At their last meeting in October, the committee's chairman said that they were rookies when they had to redo a vote.
That chairman was replaced just this week, and the new chair is Dr. Kirk Milhone.
He's a pediatric cardiologist and a fellow with the Independent Medical Alliance, who
which is a group that still recommends people use drugs like ivermectin to treat COVID, even though studies have shown it does not work.
So what will be covered in this meeting?
So a few things.
First of all, the group is going to be voting on whether to drop the recommendation that hepatitis B vaccines be given to babies at birth.
This is a policy that's been in effect for more than 30 years.
And it's something that came up at the last meeting where some members wanted to push the vaccine back to when kids are older and others said it would be a mistake.
Now, since that meeting, independent researchers have found that delaying the hep B vaccine by even a couple of months
could lead to hundreds of preventable deaths each year.

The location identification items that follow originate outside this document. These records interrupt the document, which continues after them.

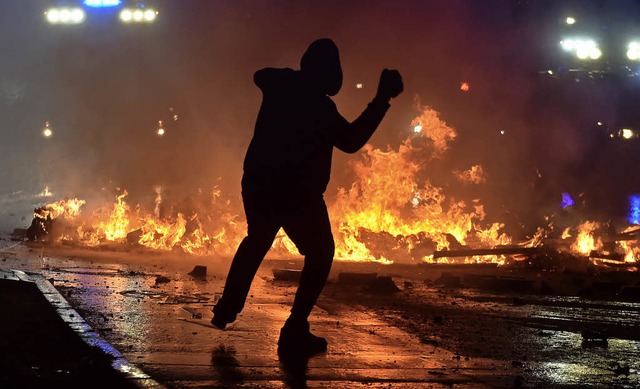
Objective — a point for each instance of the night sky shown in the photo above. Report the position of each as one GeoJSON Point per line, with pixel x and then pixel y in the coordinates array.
{"type": "Point", "coordinates": [103, 86]}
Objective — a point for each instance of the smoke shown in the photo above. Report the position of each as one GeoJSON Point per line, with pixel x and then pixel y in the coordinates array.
{"type": "Point", "coordinates": [105, 87]}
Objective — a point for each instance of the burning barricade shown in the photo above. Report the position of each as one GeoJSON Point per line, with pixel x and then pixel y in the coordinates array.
{"type": "Point", "coordinates": [391, 212]}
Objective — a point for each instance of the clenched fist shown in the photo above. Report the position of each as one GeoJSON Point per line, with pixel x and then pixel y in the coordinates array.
{"type": "Point", "coordinates": [390, 84]}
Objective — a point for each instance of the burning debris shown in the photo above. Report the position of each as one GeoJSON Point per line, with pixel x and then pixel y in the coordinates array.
{"type": "Point", "coordinates": [391, 213]}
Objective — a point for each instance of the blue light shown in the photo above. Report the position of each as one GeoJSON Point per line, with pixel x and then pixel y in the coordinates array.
{"type": "Point", "coordinates": [102, 3]}
{"type": "Point", "coordinates": [567, 201]}
{"type": "Point", "coordinates": [634, 209]}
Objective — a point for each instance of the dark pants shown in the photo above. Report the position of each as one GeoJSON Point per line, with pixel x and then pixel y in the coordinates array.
{"type": "Point", "coordinates": [305, 220]}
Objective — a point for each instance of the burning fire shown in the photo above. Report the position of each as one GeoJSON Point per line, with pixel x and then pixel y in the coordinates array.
{"type": "Point", "coordinates": [391, 212]}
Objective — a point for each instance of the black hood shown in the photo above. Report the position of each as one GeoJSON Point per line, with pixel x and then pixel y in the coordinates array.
{"type": "Point", "coordinates": [321, 65]}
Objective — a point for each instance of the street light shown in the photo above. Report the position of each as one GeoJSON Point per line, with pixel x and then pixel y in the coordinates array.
{"type": "Point", "coordinates": [65, 15]}
{"type": "Point", "coordinates": [138, 15]}
{"type": "Point", "coordinates": [47, 130]}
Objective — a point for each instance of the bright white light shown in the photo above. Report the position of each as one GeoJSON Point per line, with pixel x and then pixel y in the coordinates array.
{"type": "Point", "coordinates": [65, 15]}
{"type": "Point", "coordinates": [627, 133]}
{"type": "Point", "coordinates": [126, 15]}
{"type": "Point", "coordinates": [47, 130]}
{"type": "Point", "coordinates": [149, 15]}
{"type": "Point", "coordinates": [595, 53]}
{"type": "Point", "coordinates": [77, 16]}
{"type": "Point", "coordinates": [582, 48]}
{"type": "Point", "coordinates": [101, 3]}
{"type": "Point", "coordinates": [138, 15]}
{"type": "Point", "coordinates": [53, 16]}
{"type": "Point", "coordinates": [633, 53]}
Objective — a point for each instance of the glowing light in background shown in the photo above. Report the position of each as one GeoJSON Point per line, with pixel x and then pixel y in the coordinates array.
{"type": "Point", "coordinates": [634, 209]}
{"type": "Point", "coordinates": [101, 3]}
{"type": "Point", "coordinates": [47, 132]}
{"type": "Point", "coordinates": [567, 201]}
{"type": "Point", "coordinates": [136, 15]}
{"type": "Point", "coordinates": [627, 133]}
{"type": "Point", "coordinates": [582, 48]}
{"type": "Point", "coordinates": [65, 15]}
{"type": "Point", "coordinates": [633, 53]}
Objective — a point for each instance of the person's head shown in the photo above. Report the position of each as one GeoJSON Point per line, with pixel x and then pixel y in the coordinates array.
{"type": "Point", "coordinates": [320, 64]}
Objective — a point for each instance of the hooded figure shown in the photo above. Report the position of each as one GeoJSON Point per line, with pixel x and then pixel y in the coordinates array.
{"type": "Point", "coordinates": [286, 171]}
{"type": "Point", "coordinates": [320, 65]}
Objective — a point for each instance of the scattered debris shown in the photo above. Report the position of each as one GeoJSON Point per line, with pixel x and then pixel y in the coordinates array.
{"type": "Point", "coordinates": [383, 285]}
{"type": "Point", "coordinates": [195, 314]}
{"type": "Point", "coordinates": [289, 275]}
{"type": "Point", "coordinates": [594, 338]}
{"type": "Point", "coordinates": [349, 278]}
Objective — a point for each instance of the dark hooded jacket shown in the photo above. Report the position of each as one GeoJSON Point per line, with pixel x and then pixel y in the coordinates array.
{"type": "Point", "coordinates": [298, 125]}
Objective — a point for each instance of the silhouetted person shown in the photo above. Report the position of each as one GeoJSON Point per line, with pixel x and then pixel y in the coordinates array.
{"type": "Point", "coordinates": [286, 171]}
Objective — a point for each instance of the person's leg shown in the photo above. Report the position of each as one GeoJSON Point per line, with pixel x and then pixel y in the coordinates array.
{"type": "Point", "coordinates": [309, 228]}
{"type": "Point", "coordinates": [261, 230]}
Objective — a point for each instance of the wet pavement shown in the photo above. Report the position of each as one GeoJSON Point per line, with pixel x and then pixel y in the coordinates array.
{"type": "Point", "coordinates": [157, 317]}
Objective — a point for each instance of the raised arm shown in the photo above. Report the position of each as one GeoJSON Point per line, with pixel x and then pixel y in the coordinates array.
{"type": "Point", "coordinates": [350, 137]}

That's from liver cancers and health problems that are prevented by getting this $15 vaccine.
Also, they're going to be discussing the overall vaccine schedule, which is who gets which vaccines and when, and also what goes into vaccines.
What are their concerns about the vaccine schedule?
So Milhone, the new committee chair, told the Washington Post that they're going to be looking into whether
Vaccines are causing asthma, eczema, and other autoimmune diseases in children.
This is even though large long-term studies have found no evidence for this.